To understand what Kubernetes (K8s) is, you need to understand the technological developments that preceded it. In this article, you will learn what K8s is, how it evolved and why you should care. 

Bare Metal Machines 

Kubernetes has evolved over the years. It started with bare metal machines. A bare metal machine is a computer with hardware (central processing unit, memory and storage), an operating system (OS) and applications. The applications are oblivious of the hardware—they only interact with the OS.; hence, the OS “abstracts” from the underlying resources. One problem with bare metal machines was that applications that crash may drag other co-located applications down.  

Virtual Machines 

Following the (many) challenges of bare metal machines, virtual machines (VMs) came along. A VM is code that “wraps around” an application pretending to be a physical machine – hence the virtuality. VMs require their own OS, referred to as guest OS. One of the main advantages of VMs, when compared to bare metal, is that it is much easier to dedicate a VM to a single application. Each application can run on its own dedicated VM. As a result, individual applications can crash without impacting other applications running on the same physical machine.

Distributed Systems 

But what about extremely big apps? That is where distributed systems come in. Enterprise applications often require considerably more computing capacity than a single machine — virtual or physical/bare metal — can handle. Instead, multiple machines are connected through a network to form a distributed application/system.  

Containers 

What came next? Containers, the new lightweight VMs. Containers are like VMs but they do not require a guest OS, so they consume less resources. The benefit is that more containers can be deployed on a single machine than VMs. Additionally, containers are portable and can be moved without affecting the application. 

Microservices 

How do you break applications down into smaller pieces? Microservices are applications that are broken down into small components that can run independently. Each micro component is called a service — hence microservices. Having more components means that more VMs or more containers are needed. Since containers require fewer resources than VMs, microservices with containers are the more affordable option.  

Kubernetes  

Which, finally – brings us to Kubernetes! Before K8s, a legacy app with hundreds of VMs migrates to containers; as a result, it’s now composed of thousands of containers which makes it near-impossible to manage. K8s relieves the management headaches. It’s like a data center or cluster OS which manages the cluster resources, ensuring all containers are up and running.  

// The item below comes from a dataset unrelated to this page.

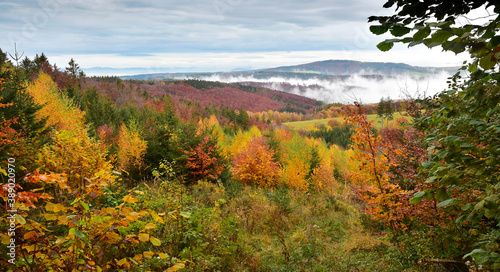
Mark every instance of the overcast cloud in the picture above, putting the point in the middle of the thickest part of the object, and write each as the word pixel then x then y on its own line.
pixel 197 35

Why Manage With Kubernetes? 

There are three main benefits to managing with K8s: 

  1. Declarative state: Developer declares desired state or characteristics of the app to ensure the cluster does not deviate from it. 
  2. Self-healing: K8s ensures the cluster always matches the declarative state and heals itself and the affected applications when there is a discrepancy.  
  3. Auto-scaling: K8s has the capacity to automatically scale up (and create more nodes and/or pods) when capacity peaks, then reduce again after peak. 

 

Kubernetes is great, but it has its challenges. It’s not a full-fledged, ready-to-use solution. Enterprises need an entire technology stack. Configuring and fine-tuning the different technologies so they work well with K8s is no easy task and requires significant resources—time, money, and highly specialized skills.